Собачьи истории - Хэрриот Джеймс. Страница 27
Но сегодня маленькая собачка была не похожа на себя. Когда мы вошли в комнату, она выбралась из корзинки, неопределенно шевельнула хвостом и замерла, приникнув к полу, а ребра ее мучительно вздымались. Когда я нагнулся, чтобы ее осмотреть, она повернула ко мне испуганную мордочку с широко открытой пыхтящей пастью.
Я провел ладонью по вздутому животу. По-моему, никогда еще мне ни с чем подобным сталкиваться не приходилось. Круглый и тугой, как футбольный мяч, он был битком набит щенятами, готовыми появиться на свет. Но не появлявшимися.
– Так что с ней? – Щеки Берта побледнели под загаром, и он нежно погладил голову Сюзи широкой заскорузлой ладонью.
– Пока еще не знаю, Берт, – ответил я. – Надо пощупать внутри. Принесите мне горячей воды, будьте так добры.
В воду я подлил антисептическое средство, намылил кисть, одним пальцем осторожно исследовал влагалище и обнаружил щенка – кончик пальца скользнул по ноздрям, крохотным губам, язычку… Но он плотно закупорил проход, как пробка бутылку.
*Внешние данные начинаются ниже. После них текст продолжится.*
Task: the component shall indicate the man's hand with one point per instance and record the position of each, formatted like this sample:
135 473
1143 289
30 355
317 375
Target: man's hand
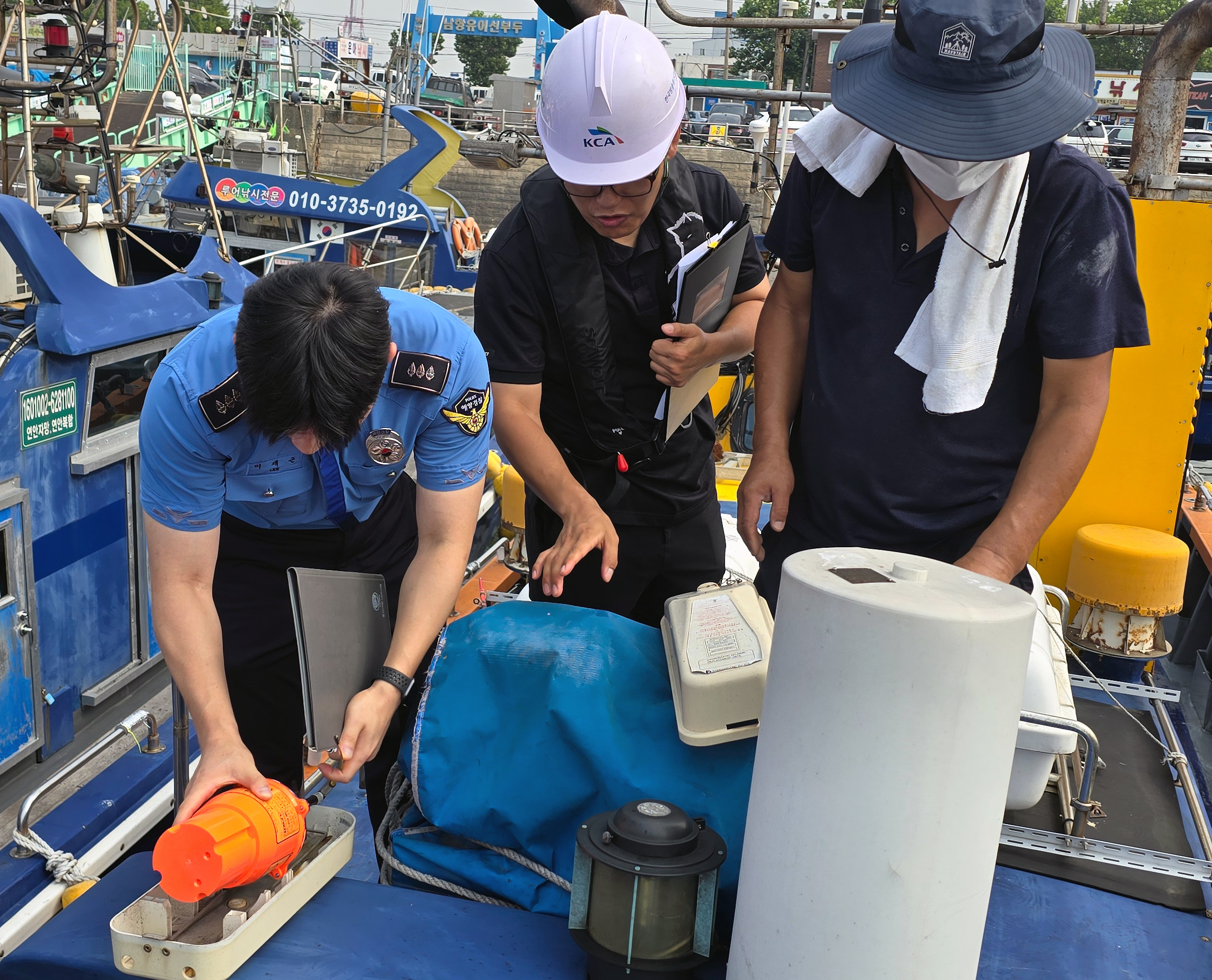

Сидя на корточках, я обернулся к Берту и его жене.
– Боюсь, первый щенок застрял. Очень крупный. По-моему, если его убрать, остальные пройдут благополучно. Они должны быть помельче.
– А можно его сдвинуть, мистер Хэрриот? – спросил Берт.
Я ответил, помолчав:
– Попробую наложить щипцы ему на голову и погляжу, сдвинется ли он. Щипцами я пользоваться не люблю и только осторожно попробую. Если ничего не выйдет, заберу ее с собой сделать кесарево сечение.
– Операцию, значит? – глухо спросил Берт, сглотнул и испуганно поглядел на жену. Как многие высокие мужчины, в спутницы жизни он выбрал миниатюрную женщину, а сейчас миссис Чапман, съежившаяся в кресле, казалась совсем маленькой. Ее расширенные глаза уставились на меня со страхом.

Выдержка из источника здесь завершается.